What might be described as a fairly safe six-mile strip of land officially gets 15 of its own cops Friday.
Atlanta Police Chief George Turner and Mayor Kasim Reed plan to officially introduce the Path Force Unit, which gives the much-heralded Atlanta Beltline its own police force, at a Friday press conference.
The APD unit -- funded by a $1.8 million federal grant -- actually has been patrolling for the last month on the biking and pedestrian trail. The unit will replace other officers who have been assigned there to calm citizen fears after several high-profile crimes near the Beltline.
Thieves have robbed Beltline users of cellphones and money. Most recently Robert Phillips fended off two thieves who tried to steal his bicycle.
"The police got onto it pretty quickly," said Kit Sutherland, president of the Fourth Ward Alliance, said of the crime uptick. "They did assign a new troop of officers and they are pretty vigilant. If I'm on the Beltline for 10 minutes, I will see either the mounted police or the police on bicycles."
The corridor -- a planned 22-mile loop of bicycle and pedestrian trails, parks and a hoped-for streetcar -- is a priority development for the city.
APD Lt. Jeff Baxter, who heads up the Path Force Unit, said the new officers will be augmented by other APD patrol officers who still would keep an eye on the corridor's parks; and he said mounted patrol also will work the area.
Asked this week for all robberies, assaults and larcenies that had occurred since the first segment opened in 2011, the APD produced 12 reports -- six robberies, three larcenies, two assaults and one burglary of construction trailers .

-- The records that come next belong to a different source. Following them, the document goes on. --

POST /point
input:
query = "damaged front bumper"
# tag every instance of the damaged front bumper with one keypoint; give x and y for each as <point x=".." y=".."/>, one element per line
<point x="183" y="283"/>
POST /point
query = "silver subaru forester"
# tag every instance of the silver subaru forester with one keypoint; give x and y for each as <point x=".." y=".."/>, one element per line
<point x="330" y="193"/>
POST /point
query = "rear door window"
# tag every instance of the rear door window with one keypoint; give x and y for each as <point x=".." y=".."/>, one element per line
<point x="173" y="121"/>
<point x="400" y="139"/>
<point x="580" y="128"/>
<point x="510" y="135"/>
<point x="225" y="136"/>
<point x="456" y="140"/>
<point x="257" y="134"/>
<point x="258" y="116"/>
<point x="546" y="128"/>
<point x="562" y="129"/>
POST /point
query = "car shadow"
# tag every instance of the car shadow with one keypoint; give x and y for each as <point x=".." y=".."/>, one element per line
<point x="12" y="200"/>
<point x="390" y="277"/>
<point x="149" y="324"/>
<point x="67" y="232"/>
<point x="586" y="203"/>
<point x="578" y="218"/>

All the crimes occurred on the completed 2.25 -mile leg Eastside Trail that runs from 10th street and Monroe Drive in upper Midtown to Irwin Street in the Old Fourth Ward , which opened in October. None was reported on the other two completed legs, a one-mile section of the Northside trail, which opened in 2010; or the 2.4-mile sector of West End trail, which so far has seen comparatively little use.
Makeda Johnson, co-chair of the MLK Merchants Association, said she thought the Beltline needed a heavier police presence because obviously criminals had targeted it as a new zone of opportunity. Johnson, who lives in Vine City on Atlanta's poorer west side, noted the Beltline would eventually be coming through the neighboring Washington Park neighborhood.
"Whenever we have people being targeted, some action has to be taken," she said. "I don't ride bikes but my children ride bikes, and I would like them to be able to use the Beltline."